La segunda parte está relacionada con la burocracia, la investigación de lo ocurrido y el proceso judicial subsiguiente. Akin se esfuerza (tal vez demasiado) por hacer que toda esta sección de En La Sombra sea creíble, y su aproximación acaba siendo fría y distante. El resultado, no obstante, vuelve a ser lacerante para el espectador, que continúa haciendo suya la angustia de Katja al comprender lo que inevitablemente va a suceder. La impotencia, la rabia y el dolor se filtran desde la pantalla de cine hasta la butaca, como si de uno de los relatos periodísticos de Truman Capote se tratara. Los detalles judiciales se hacen largos y son un inconveniente para el ritmo del film, pero contribuyen a la construcción de la tensión, a llenar al espectador de la furia necesaria para encarar la fase final de En La Sombra.

Diane Kruger, Numan Acar, y Rafael Santana

El último estadío por el que Akin hace pasar a su protagonista es el de la venganza. Este tramo final de la película consigue, con poquísimo diálogo, llevar al espectador al límite de sus emociones. La interpretación de Diane Kruger, a estas alturas, ya le tiene a uno clavado en la butaca. Lo que hace esta mujer en En La Sombra es inolvidable y difícil de explicar con palabras. Con sus silencios, sus miradas y lo desquiciante de su dolor le lleva a uno por un camino que no quiere recorrer, pero que sabe que ha de caminarse. Es aquí donde adquiere más valor que el guión elija a la madre de la familia como superviviente del atentado: un padre enfurecido fácilmente se habría saltado las dos fases anteriores y se habría lanzado sobre la venganza.

“El obvio objetivo de En La Sombra es denunciar lo asimétrico de la relevancia que se le da desde las instituciones y los medios a la violencia generada por los neo-nazis en comparación a la que procede del terrorismo islámico”

Con sus tres capítulos, Fatih Akin consigue dar en el clavo en varios aspectos. En el obvio objetivo de En La Sombra, que es denunciar lo asimétrico de la relevancia que se le da desde las instituciones y los medios a la violencia generada por los neo-nazis en comparación a la que procede del terrorismo islámico. Y al conseguir que el marco social y judicial de su película sea absolutamente plausible: la facilidad con la que la policía abraza el pasado delictivo de Nuri como causante del atentado, la inteligente y eficaz organización de las redes neo-nazis y la pasividad con la que el aparato judicial aborda los casos en los que los ciudadanos de ascendencia musulmana son las víctimas. En La Sombra es una película de terror, no porque todo esto pueda suceder, sino porque sucede.

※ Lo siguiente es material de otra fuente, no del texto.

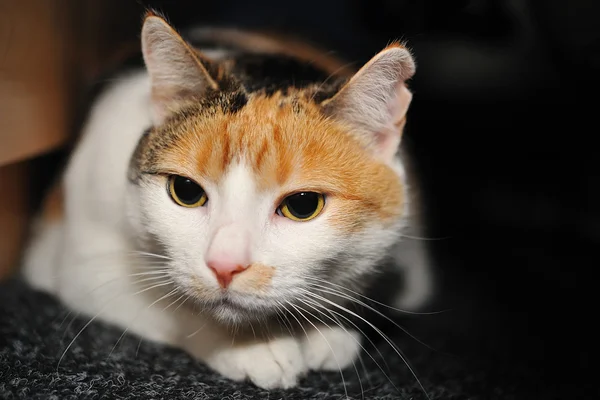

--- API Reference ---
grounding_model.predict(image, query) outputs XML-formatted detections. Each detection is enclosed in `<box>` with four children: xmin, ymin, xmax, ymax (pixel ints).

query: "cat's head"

Diane Kruger tiene en Katja uno de los papeles más jugosos de su carrera. Y lo aprovecha

En La Sombra es una película memorable y necesaria porque pone el dedo directamente sobre heridas que están abriéndose y reproduciéndose en Occidente hoy. Da voz a colectivos que últimamente no la tienen. Da a Diane Kruger uno de los papeles más incontestables de su carrera. Y construye un personaje femenino con una fuerza tan arrolladora que es capaz de aglutinar todos estos elementos y hacerlos funcionar en una cinta que le hace a uno olvidarse de respirar en no pocos momentos. El final de En La Sombra no es para los débiles de espíritu y puede causar una incomodidad terrible a muchos espectadores, a pesar de lo eficaz de su intensidad dramática. Pero, ¿de qué sirve ver películas si nos dejan indiferentes?